KUALA LUMPUR | The Ministry of Human Resources said today it would delay enforcing the amendment to a law that would have required employers to improve housing for their workers.

Its minister Datuk M. Saravanan said the delay is meant to give companies more time to prepare.

Parliament’s Lower House passed the amendment to the Minimum Standards of Housing and Amenities Act 1990 in July last year and was gazetted by the Upper House in September. Enforcement would have been scheduled for June 1, 2020.

“The government will allow the delay (of enforcement) for three months until August 31, 2020 to give space to employers to make the necessary preparations,” Saravanan said in a statement.

“Enforcement of Act 446 (Amendment) 2019 will be fully enforced beginning September 1 2020.”

Act 446 (Amendment) would have also covered improved guidelines for foreign worker housing, now seen as the possible source for several clusters of Covid-19 infections among migrant labourers.

Health director-general Datuk Dr Noor Hisham Abdullah said yesterday the cramped conditions in these lodgings make them hotbeds for an outbreak.

Malaysia is seeing a surge in fresh daily Covid-19 cases in the last few days, the highest being 187 yesterday. Out of the total cases, 173 were migrant workers both documented and the undocumented.

The Act was tabled by the then Pakatan Harapan government as part of its pledge to reform labour laws and empower the country’s poorest workers.

The Ministry of Human Resources, now under a minister from the Perikatan Nasional coalition, said today it acknowledged that migrant workers have been living in deplorable conditions, often cramped in small and dirty spaces.

“Migrant workers are among groups most exposed to the Covid-19 outbreak,” Saravanan said.

“This is because so many of them live in very small spaces or cramped conditions in a residential unit that is also very dirty.”

But critics would likely see the housing problem as a legacy of past administrations that Saravanan was a part of.
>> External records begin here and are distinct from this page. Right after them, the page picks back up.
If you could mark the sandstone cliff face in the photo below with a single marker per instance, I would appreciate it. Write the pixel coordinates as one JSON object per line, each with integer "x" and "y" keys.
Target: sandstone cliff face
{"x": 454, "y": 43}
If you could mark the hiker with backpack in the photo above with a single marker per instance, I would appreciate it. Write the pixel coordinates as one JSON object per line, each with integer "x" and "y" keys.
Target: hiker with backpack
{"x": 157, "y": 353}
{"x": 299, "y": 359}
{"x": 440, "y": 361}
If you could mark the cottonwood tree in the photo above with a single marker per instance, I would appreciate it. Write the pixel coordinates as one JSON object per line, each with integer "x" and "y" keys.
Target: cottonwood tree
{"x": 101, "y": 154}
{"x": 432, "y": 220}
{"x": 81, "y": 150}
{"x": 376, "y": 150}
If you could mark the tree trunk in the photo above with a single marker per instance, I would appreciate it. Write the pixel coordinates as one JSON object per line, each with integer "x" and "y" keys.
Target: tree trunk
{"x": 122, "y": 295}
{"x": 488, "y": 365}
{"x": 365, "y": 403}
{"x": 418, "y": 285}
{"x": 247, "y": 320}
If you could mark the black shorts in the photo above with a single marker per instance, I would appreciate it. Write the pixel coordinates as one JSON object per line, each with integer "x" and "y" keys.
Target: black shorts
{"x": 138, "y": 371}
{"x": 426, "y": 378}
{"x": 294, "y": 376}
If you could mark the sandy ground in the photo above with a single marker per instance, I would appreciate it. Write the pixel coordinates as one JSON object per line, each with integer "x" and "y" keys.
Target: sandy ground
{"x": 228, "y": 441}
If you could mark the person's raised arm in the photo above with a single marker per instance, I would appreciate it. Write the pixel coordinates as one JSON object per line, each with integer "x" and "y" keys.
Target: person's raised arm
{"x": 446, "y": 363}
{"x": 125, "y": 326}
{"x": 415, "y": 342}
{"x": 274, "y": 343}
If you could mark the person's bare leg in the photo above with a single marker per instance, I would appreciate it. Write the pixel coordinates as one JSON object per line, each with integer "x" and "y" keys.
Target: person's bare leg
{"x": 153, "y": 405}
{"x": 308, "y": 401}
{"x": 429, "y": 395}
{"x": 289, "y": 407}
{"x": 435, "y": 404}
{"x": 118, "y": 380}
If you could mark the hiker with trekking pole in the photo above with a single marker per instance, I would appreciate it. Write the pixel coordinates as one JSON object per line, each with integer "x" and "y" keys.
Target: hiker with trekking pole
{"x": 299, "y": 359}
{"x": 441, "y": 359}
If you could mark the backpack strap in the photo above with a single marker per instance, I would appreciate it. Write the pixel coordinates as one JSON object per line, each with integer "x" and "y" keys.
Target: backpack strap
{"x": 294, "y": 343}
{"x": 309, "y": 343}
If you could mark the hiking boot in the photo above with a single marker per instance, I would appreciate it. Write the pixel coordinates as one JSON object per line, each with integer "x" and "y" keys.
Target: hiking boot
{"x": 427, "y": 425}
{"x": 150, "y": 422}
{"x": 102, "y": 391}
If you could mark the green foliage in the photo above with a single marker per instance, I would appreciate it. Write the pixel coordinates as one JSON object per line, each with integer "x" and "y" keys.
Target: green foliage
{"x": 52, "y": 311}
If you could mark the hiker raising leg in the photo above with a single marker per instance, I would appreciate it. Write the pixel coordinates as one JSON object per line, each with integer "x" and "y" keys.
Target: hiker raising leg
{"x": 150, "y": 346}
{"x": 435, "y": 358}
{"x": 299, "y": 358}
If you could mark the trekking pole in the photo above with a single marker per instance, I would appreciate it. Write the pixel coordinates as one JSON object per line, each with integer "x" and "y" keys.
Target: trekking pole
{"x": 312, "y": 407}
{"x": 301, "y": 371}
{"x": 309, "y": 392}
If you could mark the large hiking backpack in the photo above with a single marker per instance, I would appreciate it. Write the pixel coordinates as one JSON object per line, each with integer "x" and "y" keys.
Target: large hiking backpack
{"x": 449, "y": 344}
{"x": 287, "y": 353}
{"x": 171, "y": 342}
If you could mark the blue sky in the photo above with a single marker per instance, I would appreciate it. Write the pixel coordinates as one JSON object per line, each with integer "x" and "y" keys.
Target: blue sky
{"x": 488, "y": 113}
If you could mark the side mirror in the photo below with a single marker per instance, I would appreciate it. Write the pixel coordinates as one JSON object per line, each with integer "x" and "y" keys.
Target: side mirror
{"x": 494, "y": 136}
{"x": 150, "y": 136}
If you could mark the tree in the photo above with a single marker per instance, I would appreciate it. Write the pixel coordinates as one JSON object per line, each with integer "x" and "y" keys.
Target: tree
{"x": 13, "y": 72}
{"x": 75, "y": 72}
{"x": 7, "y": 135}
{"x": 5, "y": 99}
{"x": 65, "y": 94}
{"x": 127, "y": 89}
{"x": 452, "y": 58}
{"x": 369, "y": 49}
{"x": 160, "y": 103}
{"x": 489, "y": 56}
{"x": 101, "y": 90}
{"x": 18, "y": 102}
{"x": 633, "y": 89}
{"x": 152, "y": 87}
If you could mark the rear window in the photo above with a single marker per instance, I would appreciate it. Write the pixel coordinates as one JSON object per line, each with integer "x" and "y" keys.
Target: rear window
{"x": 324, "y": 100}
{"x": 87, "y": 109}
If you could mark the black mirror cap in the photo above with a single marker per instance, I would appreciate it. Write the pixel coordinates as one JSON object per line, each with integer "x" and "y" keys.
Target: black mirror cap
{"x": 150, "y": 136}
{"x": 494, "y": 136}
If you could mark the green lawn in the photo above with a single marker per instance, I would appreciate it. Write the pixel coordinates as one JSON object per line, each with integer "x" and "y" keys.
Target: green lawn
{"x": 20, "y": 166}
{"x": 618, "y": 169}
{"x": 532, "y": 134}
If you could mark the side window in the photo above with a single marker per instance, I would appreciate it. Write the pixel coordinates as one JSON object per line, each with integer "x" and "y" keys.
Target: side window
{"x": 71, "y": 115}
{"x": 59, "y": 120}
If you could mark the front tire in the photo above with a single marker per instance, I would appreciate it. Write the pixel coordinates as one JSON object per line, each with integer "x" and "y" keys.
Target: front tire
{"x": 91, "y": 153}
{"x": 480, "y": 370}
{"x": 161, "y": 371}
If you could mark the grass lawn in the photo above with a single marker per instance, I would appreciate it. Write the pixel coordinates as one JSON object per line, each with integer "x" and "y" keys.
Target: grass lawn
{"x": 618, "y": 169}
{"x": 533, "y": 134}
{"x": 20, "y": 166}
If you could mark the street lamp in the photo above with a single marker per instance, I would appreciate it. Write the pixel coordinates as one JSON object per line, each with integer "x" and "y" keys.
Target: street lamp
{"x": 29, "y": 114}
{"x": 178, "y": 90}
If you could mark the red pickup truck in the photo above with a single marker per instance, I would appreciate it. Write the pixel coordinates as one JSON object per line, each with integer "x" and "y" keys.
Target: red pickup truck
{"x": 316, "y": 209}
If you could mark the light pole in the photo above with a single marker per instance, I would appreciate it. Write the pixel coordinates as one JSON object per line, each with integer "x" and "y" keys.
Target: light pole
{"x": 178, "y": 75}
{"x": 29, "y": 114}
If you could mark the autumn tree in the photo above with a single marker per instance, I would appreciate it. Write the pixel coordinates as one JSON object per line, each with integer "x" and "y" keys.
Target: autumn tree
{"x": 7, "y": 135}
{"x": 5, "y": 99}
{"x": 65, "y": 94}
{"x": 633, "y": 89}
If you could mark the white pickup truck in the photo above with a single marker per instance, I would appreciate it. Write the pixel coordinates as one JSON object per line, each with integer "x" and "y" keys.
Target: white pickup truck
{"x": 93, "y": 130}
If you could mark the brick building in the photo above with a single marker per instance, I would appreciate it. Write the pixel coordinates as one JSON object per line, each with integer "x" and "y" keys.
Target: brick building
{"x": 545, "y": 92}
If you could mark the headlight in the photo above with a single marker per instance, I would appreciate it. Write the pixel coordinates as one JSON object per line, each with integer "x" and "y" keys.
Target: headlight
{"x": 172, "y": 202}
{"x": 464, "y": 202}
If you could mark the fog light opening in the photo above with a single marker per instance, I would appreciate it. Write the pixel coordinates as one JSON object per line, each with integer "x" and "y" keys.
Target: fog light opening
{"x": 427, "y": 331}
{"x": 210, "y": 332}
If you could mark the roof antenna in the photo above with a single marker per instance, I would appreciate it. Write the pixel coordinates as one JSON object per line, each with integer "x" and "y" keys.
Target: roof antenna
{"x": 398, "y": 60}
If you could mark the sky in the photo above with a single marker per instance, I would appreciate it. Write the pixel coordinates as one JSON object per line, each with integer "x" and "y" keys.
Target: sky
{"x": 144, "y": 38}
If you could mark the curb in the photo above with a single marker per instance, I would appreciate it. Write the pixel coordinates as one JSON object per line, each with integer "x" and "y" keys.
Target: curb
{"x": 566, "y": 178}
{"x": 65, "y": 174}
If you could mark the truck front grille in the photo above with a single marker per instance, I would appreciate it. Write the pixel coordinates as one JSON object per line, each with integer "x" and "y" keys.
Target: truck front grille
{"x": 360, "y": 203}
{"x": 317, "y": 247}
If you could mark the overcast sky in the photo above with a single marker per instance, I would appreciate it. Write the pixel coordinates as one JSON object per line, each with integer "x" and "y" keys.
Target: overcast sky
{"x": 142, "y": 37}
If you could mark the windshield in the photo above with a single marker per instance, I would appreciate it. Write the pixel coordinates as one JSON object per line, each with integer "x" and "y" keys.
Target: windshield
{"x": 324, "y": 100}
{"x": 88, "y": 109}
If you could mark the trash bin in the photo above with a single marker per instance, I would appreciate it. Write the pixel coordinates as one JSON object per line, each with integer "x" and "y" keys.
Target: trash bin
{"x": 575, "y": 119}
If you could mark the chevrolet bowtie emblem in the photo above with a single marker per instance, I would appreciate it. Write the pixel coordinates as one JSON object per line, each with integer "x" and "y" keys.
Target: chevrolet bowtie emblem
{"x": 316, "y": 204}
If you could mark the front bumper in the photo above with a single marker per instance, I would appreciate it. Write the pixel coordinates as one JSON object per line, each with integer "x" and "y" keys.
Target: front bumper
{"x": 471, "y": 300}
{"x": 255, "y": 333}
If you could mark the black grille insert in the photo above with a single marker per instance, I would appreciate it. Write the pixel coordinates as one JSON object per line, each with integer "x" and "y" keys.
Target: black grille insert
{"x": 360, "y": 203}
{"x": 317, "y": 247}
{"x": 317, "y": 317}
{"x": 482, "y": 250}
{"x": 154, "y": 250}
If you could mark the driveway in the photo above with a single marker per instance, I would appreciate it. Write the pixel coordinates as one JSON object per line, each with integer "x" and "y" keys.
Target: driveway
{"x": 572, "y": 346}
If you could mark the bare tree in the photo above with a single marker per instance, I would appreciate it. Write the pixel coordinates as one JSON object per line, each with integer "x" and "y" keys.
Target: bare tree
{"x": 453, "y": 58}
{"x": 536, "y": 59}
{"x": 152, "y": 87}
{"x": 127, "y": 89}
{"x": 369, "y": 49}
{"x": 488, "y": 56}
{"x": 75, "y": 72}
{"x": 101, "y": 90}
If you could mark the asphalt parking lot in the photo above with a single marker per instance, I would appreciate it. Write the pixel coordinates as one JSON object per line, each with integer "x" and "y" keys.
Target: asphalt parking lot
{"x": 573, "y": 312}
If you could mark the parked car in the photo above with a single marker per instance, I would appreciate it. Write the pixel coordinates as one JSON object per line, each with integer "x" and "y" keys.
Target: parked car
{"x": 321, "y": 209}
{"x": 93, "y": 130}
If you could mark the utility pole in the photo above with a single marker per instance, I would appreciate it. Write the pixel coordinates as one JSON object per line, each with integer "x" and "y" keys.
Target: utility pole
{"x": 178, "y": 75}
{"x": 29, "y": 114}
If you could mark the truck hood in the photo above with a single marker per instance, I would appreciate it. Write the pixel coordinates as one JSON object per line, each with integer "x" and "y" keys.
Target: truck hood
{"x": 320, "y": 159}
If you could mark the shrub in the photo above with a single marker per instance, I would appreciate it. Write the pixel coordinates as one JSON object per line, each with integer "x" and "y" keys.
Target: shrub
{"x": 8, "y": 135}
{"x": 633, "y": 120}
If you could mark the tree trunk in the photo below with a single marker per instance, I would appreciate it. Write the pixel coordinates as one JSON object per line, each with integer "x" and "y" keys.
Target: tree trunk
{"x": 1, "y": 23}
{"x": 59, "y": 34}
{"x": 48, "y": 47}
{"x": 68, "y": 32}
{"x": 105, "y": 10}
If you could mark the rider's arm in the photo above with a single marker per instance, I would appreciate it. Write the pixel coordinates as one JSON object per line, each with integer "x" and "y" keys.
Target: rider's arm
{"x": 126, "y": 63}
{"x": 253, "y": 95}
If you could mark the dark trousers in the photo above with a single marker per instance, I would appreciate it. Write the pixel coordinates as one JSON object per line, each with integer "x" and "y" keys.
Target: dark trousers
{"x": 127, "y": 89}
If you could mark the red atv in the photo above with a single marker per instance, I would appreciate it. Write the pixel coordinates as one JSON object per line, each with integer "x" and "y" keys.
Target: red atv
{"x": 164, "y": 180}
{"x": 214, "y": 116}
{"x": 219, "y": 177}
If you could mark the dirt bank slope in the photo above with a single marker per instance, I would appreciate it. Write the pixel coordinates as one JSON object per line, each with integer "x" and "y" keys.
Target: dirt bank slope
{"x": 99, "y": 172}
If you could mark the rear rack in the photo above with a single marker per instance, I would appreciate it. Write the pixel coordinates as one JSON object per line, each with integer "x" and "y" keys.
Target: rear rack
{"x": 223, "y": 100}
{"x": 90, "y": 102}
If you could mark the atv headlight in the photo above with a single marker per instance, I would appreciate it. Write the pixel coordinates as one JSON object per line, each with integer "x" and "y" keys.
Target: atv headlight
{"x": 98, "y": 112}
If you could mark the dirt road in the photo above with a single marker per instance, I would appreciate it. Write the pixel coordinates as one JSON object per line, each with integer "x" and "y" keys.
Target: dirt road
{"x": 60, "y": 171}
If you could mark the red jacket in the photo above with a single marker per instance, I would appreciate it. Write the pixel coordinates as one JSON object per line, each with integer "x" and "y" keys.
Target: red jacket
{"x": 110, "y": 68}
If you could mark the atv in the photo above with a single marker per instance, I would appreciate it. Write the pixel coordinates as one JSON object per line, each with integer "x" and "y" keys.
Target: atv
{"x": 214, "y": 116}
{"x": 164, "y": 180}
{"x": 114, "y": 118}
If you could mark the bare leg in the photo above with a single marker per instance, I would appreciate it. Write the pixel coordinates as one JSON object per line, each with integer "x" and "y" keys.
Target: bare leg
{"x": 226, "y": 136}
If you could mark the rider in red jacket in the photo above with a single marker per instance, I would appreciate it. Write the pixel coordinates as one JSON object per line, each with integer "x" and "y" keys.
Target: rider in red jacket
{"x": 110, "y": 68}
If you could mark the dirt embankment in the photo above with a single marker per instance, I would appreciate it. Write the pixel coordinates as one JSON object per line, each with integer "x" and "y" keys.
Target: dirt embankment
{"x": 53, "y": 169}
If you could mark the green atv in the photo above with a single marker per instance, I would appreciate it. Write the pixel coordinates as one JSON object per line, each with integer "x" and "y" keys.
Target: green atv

Rights groups like Tenaganita have alleged that some of the worst treatment of migrant workers was by the then Barisan Nasional government. This included allegations of systemic corruption in the hiring system and negligence of migrant worker welfare.

Today, Saravanan expressed support for improving lodging amenities for foreign workers.

He said the amendment to Act 446 will force employers to comply with health and safety housing standards set by the International Labor Organisation.